NU REGENT O’CONNOR RESIGNING, EFFECTIVE JAN. 9, IN WAKE OF DUI ALLEGATION, POSSIBLE IMPEACHMENT

LINCOLN — Embattled University of Nebraska Regent Elizabeth O’Connor, who increasingly faced likely impeachment proceedings, announced Tuesday that she is resigning her post. O’Connor, 35, faces a felony charge of drunken driving causing bodily injury from a Douglas County crash that police say totaled two vehicles and broke the back and pelvis of a passenger.

Authorities allege the Omaha-area regent and former student regent tested with a blood alcohol content of 0.321% after the May 21 crash in the Benson area, in her eastern Douglas County district. That’s four times the legal limit.

The father of three young children injured in the crash had lobbied the NU regent to resign and called on lawmakers and other politicians to ramp up the pressure on O’Connor to resign.

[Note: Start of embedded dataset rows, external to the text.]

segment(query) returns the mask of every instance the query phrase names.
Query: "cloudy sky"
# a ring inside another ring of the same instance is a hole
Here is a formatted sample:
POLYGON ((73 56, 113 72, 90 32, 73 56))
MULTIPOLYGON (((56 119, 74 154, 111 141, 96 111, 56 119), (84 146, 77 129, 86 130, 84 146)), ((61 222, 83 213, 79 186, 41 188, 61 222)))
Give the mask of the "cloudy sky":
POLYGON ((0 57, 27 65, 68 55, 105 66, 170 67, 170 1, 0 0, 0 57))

State Sen. Kathleen Kauth of Omaha, a Republican in the officially nonpartisan Legislature, had pledged to pursue impeachment if O’Connor, a Democrat, didn’t resign. Impeaching her would require at least 25 votes and the approval of her removal by the Nebraska Supreme Court. The Nebraska Legislature last impeached a state official in 2006, then-NU Regent C. David Hergert.

O’Connor, who has served as an elected member of the NU board since 2019, said in a statement that she did not want to “become a distraction to the Board’s important work.”“I am choosing to resign now because I want to do the right thing for our great university,” she said in a statement.